My other neighborhood, in the city where I own a home with my spouse, is also probably misunderstood by some outsiders. That neighborhood too is economically and ethnically mixed, and also viewed as the scary desperate city by surbanites with Urban Derangement Syndrome. Our house was built in the 1920s, and has no room for a huge lawn or huge attached garage. And it's only a few blocks from a high school with a large proportion of African-American students. ZOMG! Black teenagers! It are an urban jungle! Every night, my spouse and I lock our vintage leaded-glass windows and huddle by the working fireplace in terror.

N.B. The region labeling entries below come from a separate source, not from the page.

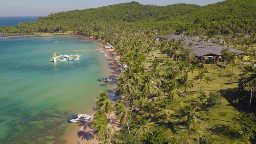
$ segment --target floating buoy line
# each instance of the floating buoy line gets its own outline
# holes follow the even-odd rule
[[[3,126],[5,125],[12,125],[12,124],[19,124],[19,125],[26,125],[28,124],[48,124],[48,123],[68,123],[68,122],[67,120],[65,121],[64,120],[59,120],[59,121],[38,121],[38,122],[3,122],[0,123],[0,126]]]

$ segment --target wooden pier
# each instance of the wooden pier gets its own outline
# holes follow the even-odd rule
[[[67,34],[71,34],[71,33],[49,33],[44,34],[30,34],[27,35],[21,35],[21,36],[8,36],[0,37],[0,40],[5,40],[9,38],[31,38],[34,37],[44,37],[46,35],[50,35],[51,36],[61,36]]]

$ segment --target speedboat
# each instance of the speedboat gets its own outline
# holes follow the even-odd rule
[[[68,122],[84,122],[93,118],[93,116],[89,116],[87,114],[79,114],[70,116],[68,119]]]
[[[112,81],[112,79],[108,78],[100,77],[98,80],[101,82],[111,82]]]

Neither neighborhood is an exclusive bougie enclave. They have petty crime; you need to lock your doors, you shouldn't leave valuables in the car, and you shouldn't believe that everyone buttonholing you on the street is telling you their real story. When I first moved in to my old apartment my morning newspaper would get stolen in the morning. In other words, they are neighborhoods in cities, where you should take basic sensible precautions and generally not be an idiot. Does that make them "high crime" neighborhoods? Depends on how you're counting. Are they "dangerous" neighborhoods, where random pedestrians will be waylaid by a bunch of extras from The Wire? No. The scary thugs only live in the secret slum apartments hidden inside nice buildings. They never come out.

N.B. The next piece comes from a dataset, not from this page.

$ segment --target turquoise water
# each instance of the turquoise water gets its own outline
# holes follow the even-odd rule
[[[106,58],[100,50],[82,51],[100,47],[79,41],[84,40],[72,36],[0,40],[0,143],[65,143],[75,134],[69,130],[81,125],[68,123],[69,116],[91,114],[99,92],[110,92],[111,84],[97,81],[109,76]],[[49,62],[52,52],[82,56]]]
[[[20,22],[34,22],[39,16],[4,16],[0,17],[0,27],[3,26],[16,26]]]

The thing about a city is that no neighborhood is very far from a different neighborhood; a good city doesn't sprawl. A city that does is a collection of suburbs on steroids. That boulevard of brick pre-war apartment buildings is only a block or two in one direction from a street full of blue-collar single-family homes. Half a mile in another direction is a shady street lined with what I can only call minor mansions. One nearby street is a depressed and dispiriting commercial strip. Another nearby street is filled with antiques dealers. Half a mile's run in yet another direction takes you to a park filled with live deer. It's a neighborhood. It neighbors other things. That's the point.

I left that neighborhood, but I didn't "escape" it. In fact, on the morning that I passed the guy explaining how all the apartments were actually dumps, I was in the neighborhood because I was moving back. My spouse has taken a year's leave from her job, so I gave up the bachelor pad near my office and moved with her back to another big pre-war apartment in another of those handsome buildings that the guy considered dumps in disguise. (Meanwhile, we rented the house in our other urban neighborhood to a group of classical musicians. Mostly string section. You know: animals.) So my old neighborhood is also my new neighborhood, at least for a year. And if the apartments in the neighborhood are secretly dumpy, well, I just rented another. Its dumpiness is still secret.

After I passed those confident visitors I went to the farmer's market and then back to my new apartment where my wife and my unpacked boxes were waiting. Then I stood at the counter in my newly-renovated kitchen and ate an organic peach. Just another day in the hood.